L’iniziativa nasce dalla sinergia tra il SAP dell’Aquila, guidato dal Segretario Provinciale Claudia Pace, e l’Accademia di Belle Arti, che ha accolto e sviluppato il progetto grazie al lavoro del Direttore Marco Brandizzi e del corpo docente, in particolare dei professori Laura Farina, Carlo Nannicola e Sebastiano Dammone Sessa. Una collaborazione che ha saputo coniugare formazione, cultura e impegno civile, offrendo agli studenti uno sguardo concreto su possibili sbocchi professionali in ambiti innovativi e di grande utilità sociale.
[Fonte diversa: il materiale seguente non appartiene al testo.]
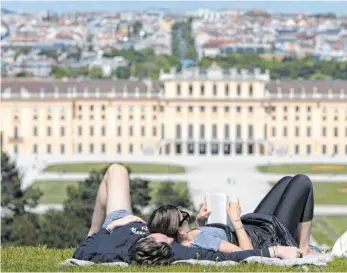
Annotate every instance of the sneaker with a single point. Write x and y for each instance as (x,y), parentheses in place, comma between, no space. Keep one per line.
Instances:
(340,247)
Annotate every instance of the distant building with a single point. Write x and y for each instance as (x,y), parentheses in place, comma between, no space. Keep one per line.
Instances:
(213,112)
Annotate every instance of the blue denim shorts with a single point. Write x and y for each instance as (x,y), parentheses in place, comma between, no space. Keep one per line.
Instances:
(115,215)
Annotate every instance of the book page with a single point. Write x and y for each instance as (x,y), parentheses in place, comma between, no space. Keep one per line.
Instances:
(216,203)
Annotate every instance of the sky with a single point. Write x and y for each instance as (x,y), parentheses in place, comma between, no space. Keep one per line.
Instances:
(339,7)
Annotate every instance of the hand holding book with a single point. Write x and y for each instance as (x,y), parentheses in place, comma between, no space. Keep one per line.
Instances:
(234,211)
(203,215)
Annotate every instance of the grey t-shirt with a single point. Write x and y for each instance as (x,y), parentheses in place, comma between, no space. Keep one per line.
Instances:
(209,238)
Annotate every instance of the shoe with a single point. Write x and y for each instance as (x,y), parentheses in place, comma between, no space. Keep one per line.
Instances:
(340,247)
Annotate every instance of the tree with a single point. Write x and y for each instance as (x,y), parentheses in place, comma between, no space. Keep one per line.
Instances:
(123,72)
(137,27)
(18,226)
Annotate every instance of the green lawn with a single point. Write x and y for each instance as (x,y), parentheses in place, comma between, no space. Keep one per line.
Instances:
(55,192)
(327,229)
(41,259)
(135,168)
(328,193)
(304,169)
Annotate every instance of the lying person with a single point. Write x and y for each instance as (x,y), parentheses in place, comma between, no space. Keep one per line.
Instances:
(116,235)
(285,213)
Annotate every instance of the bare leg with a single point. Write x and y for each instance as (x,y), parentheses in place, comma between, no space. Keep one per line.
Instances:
(99,208)
(113,194)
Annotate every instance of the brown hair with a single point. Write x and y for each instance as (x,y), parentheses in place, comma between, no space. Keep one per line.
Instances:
(148,252)
(165,220)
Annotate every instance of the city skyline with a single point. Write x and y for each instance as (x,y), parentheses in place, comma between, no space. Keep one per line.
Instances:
(272,6)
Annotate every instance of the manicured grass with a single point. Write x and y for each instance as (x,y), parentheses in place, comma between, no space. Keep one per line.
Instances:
(328,193)
(54,192)
(135,168)
(304,169)
(326,229)
(41,259)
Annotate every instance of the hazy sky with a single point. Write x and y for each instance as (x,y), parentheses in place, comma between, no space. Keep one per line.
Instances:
(339,7)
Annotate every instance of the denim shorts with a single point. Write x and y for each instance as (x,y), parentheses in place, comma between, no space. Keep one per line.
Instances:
(115,215)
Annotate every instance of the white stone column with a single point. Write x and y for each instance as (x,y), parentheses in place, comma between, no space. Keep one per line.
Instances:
(244,131)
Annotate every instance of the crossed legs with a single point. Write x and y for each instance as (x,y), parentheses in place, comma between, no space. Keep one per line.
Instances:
(291,201)
(113,194)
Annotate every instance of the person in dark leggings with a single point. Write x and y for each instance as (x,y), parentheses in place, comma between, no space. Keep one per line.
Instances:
(291,201)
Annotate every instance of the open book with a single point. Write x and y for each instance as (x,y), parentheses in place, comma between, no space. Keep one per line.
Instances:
(217,203)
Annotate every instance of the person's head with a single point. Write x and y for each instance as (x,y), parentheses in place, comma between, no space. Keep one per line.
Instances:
(169,220)
(154,249)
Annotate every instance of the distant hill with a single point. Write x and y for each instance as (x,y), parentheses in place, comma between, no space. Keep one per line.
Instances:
(7,11)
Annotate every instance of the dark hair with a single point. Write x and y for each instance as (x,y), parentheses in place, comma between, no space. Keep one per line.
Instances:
(148,252)
(165,220)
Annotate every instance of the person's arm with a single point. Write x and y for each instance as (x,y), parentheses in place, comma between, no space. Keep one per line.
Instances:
(228,247)
(124,221)
(186,253)
(234,212)
(210,241)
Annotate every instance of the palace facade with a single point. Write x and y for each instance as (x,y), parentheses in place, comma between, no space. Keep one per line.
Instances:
(192,112)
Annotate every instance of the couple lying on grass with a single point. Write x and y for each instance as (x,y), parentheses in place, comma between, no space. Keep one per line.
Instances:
(279,227)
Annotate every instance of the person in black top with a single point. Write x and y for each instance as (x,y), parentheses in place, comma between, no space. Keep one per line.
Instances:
(117,235)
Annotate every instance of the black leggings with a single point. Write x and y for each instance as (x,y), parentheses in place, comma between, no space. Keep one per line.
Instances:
(290,200)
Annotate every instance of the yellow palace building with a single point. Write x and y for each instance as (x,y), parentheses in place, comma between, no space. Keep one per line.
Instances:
(196,112)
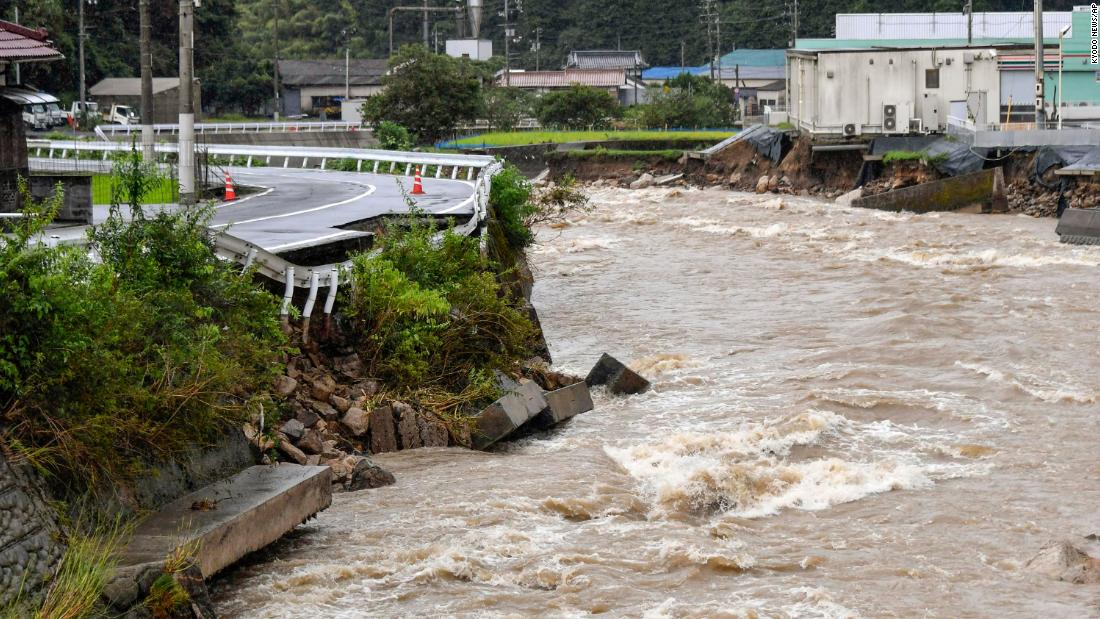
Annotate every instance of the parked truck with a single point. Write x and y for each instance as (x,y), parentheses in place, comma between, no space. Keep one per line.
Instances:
(121,114)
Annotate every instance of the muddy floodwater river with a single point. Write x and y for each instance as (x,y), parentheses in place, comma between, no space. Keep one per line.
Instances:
(855,413)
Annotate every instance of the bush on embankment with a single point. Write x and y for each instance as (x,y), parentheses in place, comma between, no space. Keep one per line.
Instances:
(154,349)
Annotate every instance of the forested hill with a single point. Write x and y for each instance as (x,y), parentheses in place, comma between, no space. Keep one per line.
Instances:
(234,44)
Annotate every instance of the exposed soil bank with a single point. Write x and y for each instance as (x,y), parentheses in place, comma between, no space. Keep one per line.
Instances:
(803,172)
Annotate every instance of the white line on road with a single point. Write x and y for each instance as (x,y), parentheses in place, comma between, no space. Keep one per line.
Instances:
(315,209)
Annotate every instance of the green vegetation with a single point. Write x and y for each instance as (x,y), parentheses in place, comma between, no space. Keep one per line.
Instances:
(580,107)
(669,154)
(78,582)
(152,350)
(525,137)
(430,313)
(427,94)
(689,101)
(107,190)
(923,156)
(393,136)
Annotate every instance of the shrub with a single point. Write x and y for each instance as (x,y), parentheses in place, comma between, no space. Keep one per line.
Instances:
(510,200)
(427,311)
(393,136)
(152,350)
(580,107)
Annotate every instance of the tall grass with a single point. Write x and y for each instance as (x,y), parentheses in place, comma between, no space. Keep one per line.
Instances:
(77,585)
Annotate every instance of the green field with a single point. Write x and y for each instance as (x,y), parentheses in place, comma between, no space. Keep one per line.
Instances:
(164,191)
(524,137)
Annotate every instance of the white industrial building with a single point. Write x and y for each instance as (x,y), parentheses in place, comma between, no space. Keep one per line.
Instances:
(900,90)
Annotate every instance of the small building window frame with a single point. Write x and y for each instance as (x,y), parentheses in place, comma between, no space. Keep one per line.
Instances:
(932,78)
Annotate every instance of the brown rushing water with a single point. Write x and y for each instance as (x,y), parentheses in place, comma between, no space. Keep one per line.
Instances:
(855,413)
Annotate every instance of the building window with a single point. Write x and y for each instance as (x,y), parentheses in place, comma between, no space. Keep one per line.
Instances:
(932,78)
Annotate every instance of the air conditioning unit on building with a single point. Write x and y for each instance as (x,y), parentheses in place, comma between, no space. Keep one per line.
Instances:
(894,119)
(889,118)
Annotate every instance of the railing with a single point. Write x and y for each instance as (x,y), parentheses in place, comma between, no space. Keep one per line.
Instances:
(479,170)
(314,278)
(204,128)
(374,161)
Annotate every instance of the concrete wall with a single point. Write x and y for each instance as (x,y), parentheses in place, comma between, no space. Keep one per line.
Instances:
(77,194)
(306,94)
(12,155)
(29,532)
(828,90)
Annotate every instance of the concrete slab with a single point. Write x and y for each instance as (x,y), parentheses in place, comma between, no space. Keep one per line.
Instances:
(1079,227)
(618,377)
(564,404)
(506,415)
(981,191)
(251,510)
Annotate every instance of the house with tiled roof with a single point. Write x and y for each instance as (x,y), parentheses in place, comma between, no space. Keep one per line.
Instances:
(616,83)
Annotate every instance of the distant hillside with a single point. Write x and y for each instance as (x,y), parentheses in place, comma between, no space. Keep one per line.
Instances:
(235,42)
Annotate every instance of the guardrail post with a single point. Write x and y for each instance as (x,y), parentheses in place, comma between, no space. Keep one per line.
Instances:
(287,297)
(314,282)
(249,258)
(330,301)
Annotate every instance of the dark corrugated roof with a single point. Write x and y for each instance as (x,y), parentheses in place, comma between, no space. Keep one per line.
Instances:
(332,72)
(608,78)
(131,86)
(19,43)
(605,59)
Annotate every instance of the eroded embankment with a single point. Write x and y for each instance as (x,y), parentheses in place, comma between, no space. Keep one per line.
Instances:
(829,174)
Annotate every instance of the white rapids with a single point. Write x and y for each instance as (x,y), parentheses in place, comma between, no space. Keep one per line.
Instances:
(854,413)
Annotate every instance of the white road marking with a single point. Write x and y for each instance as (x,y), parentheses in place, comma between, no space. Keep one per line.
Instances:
(304,211)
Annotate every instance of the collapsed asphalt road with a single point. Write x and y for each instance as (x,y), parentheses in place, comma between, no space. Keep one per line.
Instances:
(300,208)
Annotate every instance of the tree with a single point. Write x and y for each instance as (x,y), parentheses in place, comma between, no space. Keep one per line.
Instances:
(581,107)
(506,107)
(690,101)
(430,95)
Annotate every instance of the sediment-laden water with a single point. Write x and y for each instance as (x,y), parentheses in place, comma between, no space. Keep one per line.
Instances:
(855,413)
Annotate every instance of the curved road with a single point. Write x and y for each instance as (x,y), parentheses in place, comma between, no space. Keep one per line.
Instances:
(298,208)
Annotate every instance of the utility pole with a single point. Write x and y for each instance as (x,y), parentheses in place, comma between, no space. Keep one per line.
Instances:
(278,107)
(427,43)
(186,102)
(80,36)
(18,77)
(507,45)
(146,81)
(794,24)
(969,22)
(538,45)
(1040,78)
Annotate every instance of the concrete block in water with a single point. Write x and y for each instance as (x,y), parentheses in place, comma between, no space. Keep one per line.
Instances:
(506,415)
(250,510)
(619,378)
(981,191)
(564,404)
(1079,227)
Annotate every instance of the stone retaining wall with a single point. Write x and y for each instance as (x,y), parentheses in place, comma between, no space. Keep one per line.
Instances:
(30,549)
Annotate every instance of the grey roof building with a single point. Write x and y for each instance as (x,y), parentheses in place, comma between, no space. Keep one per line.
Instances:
(605,59)
(310,86)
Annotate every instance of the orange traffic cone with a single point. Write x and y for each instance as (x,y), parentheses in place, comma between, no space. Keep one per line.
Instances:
(230,190)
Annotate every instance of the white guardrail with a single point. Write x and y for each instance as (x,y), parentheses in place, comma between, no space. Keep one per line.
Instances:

“Criminosa Pigmenta” si conferma così non solo un evento formativo di alto livello, ma anche un modello virtuoso di dialogo tra istituzioni e mondo accademico. Un’esperienza che dimostra come le competenze artistiche possano trovare applicazione anche nei contesti più delicati, contribuendo in maniera significativa alle attività di polizia giudiziaria e alla tutela della sicurezza pubblica.
Un successo che rafforza il valore di iniziative capaci di unire sapere, passione e responsabilità, proiettando i giovani verso nuove opportunità e restituendo all’arte un ruolo attivo nella ricerca della verità".